Indeed this gets at other reasons some methodologists oppose balance testing. For example, they argue that it fits into an, often vague, process of choosing estimators in a data-dependent way: researchers run the balance tests and make decisions about how to estimate treatment effects as a result.
This is articulated in a paper in The American Statistician by Mutz, Pemantle & Pham, which includes highlighting how discretion here creates a garden of forking paths. In my interpretation, the most considered and formalized arguments are saying is that conducting balance tests and then using that to determine which covariates to include in the subsequent analysis of treatment effects in randomized experiments has bad properties and shouldn’t be done. Here the idea is that when these tests provide some evidence against the null of randomization for some covariate, researchers sometimes then adjust for that covariate (when they wouldn’t have otherwise); and when everything looks balanced, researchers use this as a justification for using simple unadjusted estimators of treatment effects. I agree with this, and typically one should already specify adjusting for relevant pre-treatment covariates in the pre-analysis plan. Including them will increase precision.

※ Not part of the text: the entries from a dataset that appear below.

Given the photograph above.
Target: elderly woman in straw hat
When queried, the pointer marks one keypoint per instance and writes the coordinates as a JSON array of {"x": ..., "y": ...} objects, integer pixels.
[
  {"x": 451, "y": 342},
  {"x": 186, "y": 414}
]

I’ve also heard the idea that these balance tests in Table 1 confuse readers, who see a single p < 0.05 — often uncorrected for multiple tests — and get worried that the trial isn’t valid. More generally, we might think that Table 1 of a paper in a widely read medical journal isn’t the right place for such information. This seems right to me. There are important ingredients to good research that don’t need to be presented prominently in a paper, though it is important to provide information about them somewhere readily inspectable in the package for both pre- and post-publication peer review.
In light of all this, here is a proposal:
- Papers on randomized experiments should report tests of the null hypothesis that treatment was randomized as specified. These will often include balance tests, but of course there are others.
- These tests should follow the maxim “analyze as you randomize“, both accounting for any clustering or blocking/stratification in the randomization and any particularly important subsetting of the data (e.g., removing units without outcome data).
- Given a typically high prior belief that randomization occurred as planned, authors, reviewers, and readers should certainly not use p < 0.05 as a decision criterion here.
- If there is evidence against randomization, authors should investigate, and may often be able to fully or partially fix the problem long prior to peer review (e.g., by including improperly discarded data) or in the paper (e.g., by identifying the problem only affected some units’ assignments, bounding the possible bias).
- While it makes sense to mention them in the main text, there is typically little reason — if they don’t reject with a tiny p-value — for them to appear in Table 1 or some other prominent position in the main text, particularly of a short article. Rather, they should typically appear in a supplement or appendix — perhaps as Table S1 or Table A1.
This recognizes both the value of checking implications of one of the most important assumptions in randomized experiments and that most of the time this test shouldn’t cause us to update our beliefs about randomization much. I wonder if any of this remains controversial and why.